Javascript .replace command replace page text?

Can the JavaScript command .replace replace text in any webpage? I want to create a Chrome extension that replaces specific words in any webpage to say something else (example cake instead of pie).


Solution 1:

The .replace method is a string operation, so it's not immediately simple to run the operation on HTML documents, which are composed of DOM Node objects.

Use TreeWalker API

The best way to go through every node in a DOM and replace text in it is to use the document.createTreeWalker method to create a TreeWalker object. This is a practice that is used in a number of Chrome extensions!

// create a TreeWalker of all text nodes
var allTextNodes = document.createTreeWalker(document.body, NodeFilter.SHOW_TEXT),
    // some temp references for performance
    tmptxt,
    tmpnode,
    // compile the RE and cache the replace string, for performance
    cakeRE = /cake/g,
    replaceValue = "pie";

// iterate through all text nodes
while (allTextNodes.nextNode()) {
    tmpnode = allTextNodes.currentNode;
    tmptxt = tmpnode.nodeValue;
    tmpnode.nodeValue = tmptxt.replace(cakeRE, replaceValue);
}

To replace parts of text with another element or to add an element in the middle of text, use DOM splitText, createElement, and insertBefore methods, example.

Don't use innerHTML or innerText or jQuery .html()
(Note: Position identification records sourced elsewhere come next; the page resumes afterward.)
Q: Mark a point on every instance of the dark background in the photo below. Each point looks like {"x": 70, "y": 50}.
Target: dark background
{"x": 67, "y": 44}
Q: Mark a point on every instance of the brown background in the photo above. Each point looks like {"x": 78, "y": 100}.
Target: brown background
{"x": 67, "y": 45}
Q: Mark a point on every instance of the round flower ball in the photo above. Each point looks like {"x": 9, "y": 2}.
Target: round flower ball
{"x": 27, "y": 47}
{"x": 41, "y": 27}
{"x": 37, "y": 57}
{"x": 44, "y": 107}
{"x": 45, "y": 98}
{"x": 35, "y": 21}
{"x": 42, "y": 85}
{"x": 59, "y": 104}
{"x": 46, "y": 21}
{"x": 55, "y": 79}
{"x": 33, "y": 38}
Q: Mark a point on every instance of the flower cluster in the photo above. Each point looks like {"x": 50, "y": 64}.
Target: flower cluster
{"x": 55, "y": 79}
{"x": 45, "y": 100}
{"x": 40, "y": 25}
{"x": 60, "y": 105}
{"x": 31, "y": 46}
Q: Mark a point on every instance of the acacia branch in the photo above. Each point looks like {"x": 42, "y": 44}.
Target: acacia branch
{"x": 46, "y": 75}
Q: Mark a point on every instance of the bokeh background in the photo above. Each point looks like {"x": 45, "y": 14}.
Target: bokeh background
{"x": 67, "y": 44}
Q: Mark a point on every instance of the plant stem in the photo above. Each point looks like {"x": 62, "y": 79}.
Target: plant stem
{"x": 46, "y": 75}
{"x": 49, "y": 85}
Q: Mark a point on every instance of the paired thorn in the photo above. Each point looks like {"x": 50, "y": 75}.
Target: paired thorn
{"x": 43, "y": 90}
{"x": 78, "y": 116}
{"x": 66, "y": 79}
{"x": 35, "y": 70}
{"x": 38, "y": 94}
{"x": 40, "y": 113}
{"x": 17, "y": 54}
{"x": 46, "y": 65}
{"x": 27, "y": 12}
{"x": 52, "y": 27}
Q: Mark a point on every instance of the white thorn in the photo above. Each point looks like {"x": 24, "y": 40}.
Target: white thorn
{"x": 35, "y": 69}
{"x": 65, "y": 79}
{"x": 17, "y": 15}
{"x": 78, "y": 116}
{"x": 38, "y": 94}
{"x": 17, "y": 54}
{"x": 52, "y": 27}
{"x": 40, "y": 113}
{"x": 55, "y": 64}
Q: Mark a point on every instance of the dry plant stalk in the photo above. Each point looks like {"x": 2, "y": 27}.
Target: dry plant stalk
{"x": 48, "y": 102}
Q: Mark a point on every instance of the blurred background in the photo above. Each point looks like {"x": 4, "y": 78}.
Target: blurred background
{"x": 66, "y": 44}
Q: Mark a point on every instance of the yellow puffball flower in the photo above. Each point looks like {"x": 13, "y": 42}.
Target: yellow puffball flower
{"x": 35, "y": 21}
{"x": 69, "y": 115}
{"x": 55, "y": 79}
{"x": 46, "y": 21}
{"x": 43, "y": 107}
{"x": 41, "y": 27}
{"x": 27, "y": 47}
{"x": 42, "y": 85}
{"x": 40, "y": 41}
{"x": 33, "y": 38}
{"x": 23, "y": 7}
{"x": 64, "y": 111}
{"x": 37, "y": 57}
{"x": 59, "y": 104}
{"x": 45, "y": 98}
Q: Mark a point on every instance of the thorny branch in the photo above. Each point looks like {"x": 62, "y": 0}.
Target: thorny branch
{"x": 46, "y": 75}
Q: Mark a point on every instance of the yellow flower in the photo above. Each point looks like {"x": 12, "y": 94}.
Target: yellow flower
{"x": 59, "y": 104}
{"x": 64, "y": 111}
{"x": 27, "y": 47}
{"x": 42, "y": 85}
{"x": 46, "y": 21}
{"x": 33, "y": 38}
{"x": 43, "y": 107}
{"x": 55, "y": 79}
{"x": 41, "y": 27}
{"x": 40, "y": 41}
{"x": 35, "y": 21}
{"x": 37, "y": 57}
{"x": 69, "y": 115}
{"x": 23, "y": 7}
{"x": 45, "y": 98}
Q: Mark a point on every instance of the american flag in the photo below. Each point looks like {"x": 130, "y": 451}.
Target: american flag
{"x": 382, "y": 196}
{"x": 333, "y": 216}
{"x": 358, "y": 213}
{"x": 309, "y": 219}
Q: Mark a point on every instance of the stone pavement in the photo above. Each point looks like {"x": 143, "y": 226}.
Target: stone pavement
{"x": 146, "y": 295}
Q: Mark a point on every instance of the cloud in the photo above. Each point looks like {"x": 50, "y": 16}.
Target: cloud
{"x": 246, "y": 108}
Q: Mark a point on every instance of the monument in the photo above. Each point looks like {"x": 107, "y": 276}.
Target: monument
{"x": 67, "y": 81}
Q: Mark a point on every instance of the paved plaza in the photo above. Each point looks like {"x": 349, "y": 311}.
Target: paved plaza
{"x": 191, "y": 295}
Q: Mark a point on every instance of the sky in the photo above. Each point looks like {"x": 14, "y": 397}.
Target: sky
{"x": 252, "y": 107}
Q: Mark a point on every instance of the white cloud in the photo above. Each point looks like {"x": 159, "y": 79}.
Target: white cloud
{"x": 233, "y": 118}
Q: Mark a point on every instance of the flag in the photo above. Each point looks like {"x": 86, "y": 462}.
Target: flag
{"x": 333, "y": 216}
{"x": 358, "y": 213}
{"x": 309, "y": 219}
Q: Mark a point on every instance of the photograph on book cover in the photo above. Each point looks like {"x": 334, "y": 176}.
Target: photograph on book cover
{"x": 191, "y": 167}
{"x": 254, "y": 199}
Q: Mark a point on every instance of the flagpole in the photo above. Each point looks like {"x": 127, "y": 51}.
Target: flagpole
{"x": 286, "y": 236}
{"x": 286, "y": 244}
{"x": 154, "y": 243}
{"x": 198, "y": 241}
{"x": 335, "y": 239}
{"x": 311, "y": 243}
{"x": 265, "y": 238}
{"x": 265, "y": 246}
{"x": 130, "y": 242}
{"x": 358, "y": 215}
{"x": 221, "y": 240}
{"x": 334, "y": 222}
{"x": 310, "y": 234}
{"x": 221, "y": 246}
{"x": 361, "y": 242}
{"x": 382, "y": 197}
// the innerHTML property of any DOM node is a string
document.body.innerHTML = document.body.innerHTML.replace(/cake/g,'pie')
  • It's generally slower (especially on mobile devices).
  • It effectively removes and replaces the entire DOM, which is not awesome and could have some side effects: it destroys all event listeners attached in JavaScript code (via addEventListener or .onxxxx properties) thus breaking the functionality partially/completely.
  • This is, however, a common, quick, and very dirty way to do it.

Solution 2:

Ok, so the createTreeWalker method is the RIGHT way of doing this and it's a good way. I unfortunately needed to do this to support IE8 which does not support document.createTreeWalker. Sad Ian is sad.

If you want to do this with a .replace on the page text using a non-standard innerHTML call like a naughty child, you need to be careful because it WILL replace text inside a tag, leading to XSS vulnerabilities and general destruction of your page.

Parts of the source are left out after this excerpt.